Apreciada Annabelle…

Se ha convertido en una costumbre ir a ver películas de ciencia ficción y terror que normalmente me hacen salir de la sala estupefacto, que no cabreado, por las de tonterías que me trago con una puntualidad que afortunadamente no es germana.

El veneno, ya saben, hay que tomarlo con cautela pero estoy tentado de envenenarme con Annabelle.

La película en Francia está resultando demasiado underground. Provoca, leo, disturbios entre los jóvenes.

Annabelle (John R. Leonetti, 2014) causa una reacción como anormal a los jóvenes”.

¿Anormal?

Enciende riñas y que algunas butacas terminen destruidas, reducidas a añicos entre vasos de refrescos y bolsas de cotufas.

Pibes de entre doce y quince años se vuelven como Demons (Lamberto Bava, 1985) y se escupen, orinan y buscan y encuentran peleas mientras se proyecta en pantalla Annabelle.

- ¡Ogden, ogden!- reclama un adulto con las manos en alto.

Y uno de los jóvenes le lanza un escupitajo que se desliza por su frente.

La muñeca poseída mientras tanto observa desde la pantalla. Una pantalla que, como en los mejores tiempos del cine Delta, aquí mismo, en Santa Cruz de Tenerife, recibe vasos de plástico y litros de refresco, bolsas de cotufas y otros salados.

Tanto ha sido el desorden que los cines de París, Estrasburgo y Monpellier han prohibido su proyección hasta nuevo aviso aunque esto no vaya a evitar que Annabelle se vea y que se convierta en la película que ni sus productores imaginaron que fuera.

Esa que no deben ver los jóvenes franceses porque los vuelve más locos de lo que deberían de estar.

Y fuente del desorden: Annabelle.

Ya contamos en este mismo su blog El Escobillón.com las sensaciones que vivimos en una sala de cine con el  reestreno de El exorcista (1974), que entonces se exhibía con la excusa de que se trataba del montaje del director (2000), William Friedkin.

La primera vez que vi la película fue en el cine Delta. Un cine santacrucero que adquiere para mi resonancia de leyenda porque fue la primera sala donde me dejaron entrar a ver películas para mayores de 18 años como lo que era: un niño. Claro que más allá de aquellas películas estaba vivir lo que podía pasar en el cine…

Un borrachito montando escándalo, una lata de sardinas estampándose contra la pantalla o gritos histéricos del público viendo cualquier cosa en aquella pantalla que tenía una sospechosa mancha de huevo que por mucho frotar continuaba ahí desde tiempos de Matusalén.

Pero con El exorcista todo fue terrorífico silencio en el Delta.
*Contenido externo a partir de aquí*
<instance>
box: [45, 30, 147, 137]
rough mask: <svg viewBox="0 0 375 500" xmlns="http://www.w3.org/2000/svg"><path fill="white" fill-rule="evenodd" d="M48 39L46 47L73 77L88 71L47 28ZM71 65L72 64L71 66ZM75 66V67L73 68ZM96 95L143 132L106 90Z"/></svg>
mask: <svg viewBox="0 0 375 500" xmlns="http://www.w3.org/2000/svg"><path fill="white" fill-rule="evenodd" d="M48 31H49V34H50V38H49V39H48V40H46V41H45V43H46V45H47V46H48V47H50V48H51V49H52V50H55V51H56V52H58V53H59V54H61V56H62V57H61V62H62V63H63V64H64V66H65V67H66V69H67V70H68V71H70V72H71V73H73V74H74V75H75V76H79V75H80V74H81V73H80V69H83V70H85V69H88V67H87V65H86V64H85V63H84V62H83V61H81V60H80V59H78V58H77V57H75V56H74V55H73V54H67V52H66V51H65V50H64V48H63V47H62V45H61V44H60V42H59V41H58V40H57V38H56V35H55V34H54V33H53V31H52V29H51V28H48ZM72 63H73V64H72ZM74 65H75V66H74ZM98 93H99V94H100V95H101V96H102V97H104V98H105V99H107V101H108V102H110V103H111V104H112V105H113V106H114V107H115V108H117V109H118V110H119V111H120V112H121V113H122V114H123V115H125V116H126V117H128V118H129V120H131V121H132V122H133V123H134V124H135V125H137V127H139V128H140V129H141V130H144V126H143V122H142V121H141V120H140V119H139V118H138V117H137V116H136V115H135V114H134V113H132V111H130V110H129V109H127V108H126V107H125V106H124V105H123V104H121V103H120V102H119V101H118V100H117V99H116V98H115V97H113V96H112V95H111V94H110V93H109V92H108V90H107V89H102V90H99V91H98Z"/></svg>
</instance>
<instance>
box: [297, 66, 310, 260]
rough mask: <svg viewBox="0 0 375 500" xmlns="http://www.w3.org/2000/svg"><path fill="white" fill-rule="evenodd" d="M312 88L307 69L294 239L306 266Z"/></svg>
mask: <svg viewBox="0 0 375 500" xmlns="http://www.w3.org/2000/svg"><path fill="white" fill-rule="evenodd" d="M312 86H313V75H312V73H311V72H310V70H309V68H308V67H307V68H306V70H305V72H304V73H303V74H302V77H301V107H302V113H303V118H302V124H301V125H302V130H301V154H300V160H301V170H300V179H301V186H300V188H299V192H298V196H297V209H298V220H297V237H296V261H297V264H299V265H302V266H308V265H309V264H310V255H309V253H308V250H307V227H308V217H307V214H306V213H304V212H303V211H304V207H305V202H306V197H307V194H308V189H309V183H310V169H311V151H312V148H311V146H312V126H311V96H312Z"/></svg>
La original, una copia viajada y estropeada nos mantuvo clavados en las butacas mientras Regan llamaba de todo a su madre y al padre Karras.

Desde entonces El exorcista –con o sin montaje del director– continúa resultando una película igual de perturbadora y me cuesta verla solo. En casa o en un cine.

Los Multicines Oscars, que fueron las primeras multisalas que anunciaron el fin de los grandes cines en esta capital de provincias en la que vivo, estrenó muchos años después El Exorcista con la excusa, recuerdo, de que se trataba el montaje del director. Y allí fuimos sorprendidos de que hubiera tanta pibada rodeándonos y ansiosa por ver la película.

Y sí, hubo gritos, pero no de miedo sino de guasa. Y muchas bromas de colegio y chistes de maldita la gracia.

Ya lo conté en un post.

Y lo repito ahora porque el follón que arma Annabelle me evoca ese mal rato.

Pero no un mal de terror sino un mal rato con lo que hay.

¡Ogden, ogden!

Saludos, despierta, desde este lado del ordenador.